=== CodePros SVG Secure Support ===
Contributors: codeprosai
Tags: svg, security, upload, sanitize, xss-protection
Requires at least: 6.0
Tested up to: 7.0
Stable tag: 1.0.0
Requires PHP: 7.4
License: GPLv2 or later
License URI: https://www.gnu.org/licenses/gpl-2.0.html

Highly secure SVG upload support for WordPress. Validates, sanitizes, and protects SVG files through a multi-layer security pipeline.

== Description ==

WordPress does not support SVG uploads natively — and naive SVG plugins are a well-known attack surface. SVG files are XML documents that can carry XSS payloads, XXE attacks, external resource injection, and embedded HTML. **CodePros SVG Secure Support** adds safe, production-ready SVG uploads through a layered defense pipeline.

= Security Pipeline =

Every uploaded SVG passes through five sequential checks before it is accepted:

1. **Extension check** — Blocks double-extension filenames (e.g. `payload.php.svg`) and enforces `.svg` only.
2. **MIME check** — Verifies actual file bytes return `image/svg+xml` via `finfo`; confirms `<svg` or `<?xml` is present in the header bytes.
3. **Size check** — Rejects files exceeding the configured maximum (default 1 MB).
4. **Node-count check** — Parses the XML and counts DOM nodes; rejects files above the threshold (default 5,000 nodes) to prevent node-flood DoS attacks.
5. **Dimension check** — Reads the root `<svg>` width/height/viewBox; rejects unreasonably large declared dimensions (default 10,000 px).

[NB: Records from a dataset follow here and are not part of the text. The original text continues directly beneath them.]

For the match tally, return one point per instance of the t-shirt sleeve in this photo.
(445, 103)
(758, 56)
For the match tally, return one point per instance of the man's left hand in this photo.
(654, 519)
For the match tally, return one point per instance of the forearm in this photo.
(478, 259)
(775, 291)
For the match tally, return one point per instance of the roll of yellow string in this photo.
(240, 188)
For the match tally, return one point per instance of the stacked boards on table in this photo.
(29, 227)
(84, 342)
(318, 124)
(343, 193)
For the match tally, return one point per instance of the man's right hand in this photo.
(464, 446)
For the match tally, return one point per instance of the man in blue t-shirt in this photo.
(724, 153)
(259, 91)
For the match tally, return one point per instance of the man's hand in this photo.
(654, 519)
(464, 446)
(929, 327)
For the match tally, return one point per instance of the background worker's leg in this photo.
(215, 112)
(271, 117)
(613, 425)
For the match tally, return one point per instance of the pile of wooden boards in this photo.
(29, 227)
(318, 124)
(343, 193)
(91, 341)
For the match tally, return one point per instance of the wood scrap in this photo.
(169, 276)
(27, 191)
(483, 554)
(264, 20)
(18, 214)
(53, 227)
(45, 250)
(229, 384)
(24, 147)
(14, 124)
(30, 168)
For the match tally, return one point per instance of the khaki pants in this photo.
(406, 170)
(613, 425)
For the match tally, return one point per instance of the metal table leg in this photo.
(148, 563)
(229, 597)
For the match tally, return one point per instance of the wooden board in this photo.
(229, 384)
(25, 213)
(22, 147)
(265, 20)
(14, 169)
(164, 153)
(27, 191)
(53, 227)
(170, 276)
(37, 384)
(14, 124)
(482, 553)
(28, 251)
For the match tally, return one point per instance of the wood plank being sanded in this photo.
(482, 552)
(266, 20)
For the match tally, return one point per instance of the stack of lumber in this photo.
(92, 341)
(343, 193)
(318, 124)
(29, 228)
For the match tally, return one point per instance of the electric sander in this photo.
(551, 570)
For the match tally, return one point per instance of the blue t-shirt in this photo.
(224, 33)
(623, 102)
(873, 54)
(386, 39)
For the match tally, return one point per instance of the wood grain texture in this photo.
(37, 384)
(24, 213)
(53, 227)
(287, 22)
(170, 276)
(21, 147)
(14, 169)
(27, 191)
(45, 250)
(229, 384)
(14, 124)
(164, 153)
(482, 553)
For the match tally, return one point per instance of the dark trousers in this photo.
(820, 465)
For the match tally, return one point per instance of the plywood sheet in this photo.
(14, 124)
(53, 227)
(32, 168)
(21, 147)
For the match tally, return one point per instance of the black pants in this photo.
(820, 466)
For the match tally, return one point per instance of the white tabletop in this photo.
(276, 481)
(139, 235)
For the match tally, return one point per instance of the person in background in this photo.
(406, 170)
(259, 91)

After validation, the file is sanitized:

* DOM sanitization via the battle-tested **enshrined/svg-sanitize** library with custom tag and attribute whitelists.
* Remote reference stripping — all external URLs are removed.
* Final string-level regex scan for `javascript:`, `<script`, inline event handlers (`on*=`), and CSS `expression()` — any match causes the upload to be rejected entirely.

= Security Headers =

When SVG attachment pages are served, the plugin adds:

* `Content-Security-Policy` (configurable, secure default provided)
* `X-Content-Type-Options: nosniff`
* `X-Frame-Options: SAMEORIGIN`

= Server-Level Hardening (Optional but Recommended) =

The plugin's PHP layer covers every SVG upload that passes through WordPress. But if someone accesses an uploaded file directly — e.g. by visiting `https://example.com/wp-content/uploads/2024/01/logo.svg` — WordPress is bypassed entirely, so the PHP security headers are never sent.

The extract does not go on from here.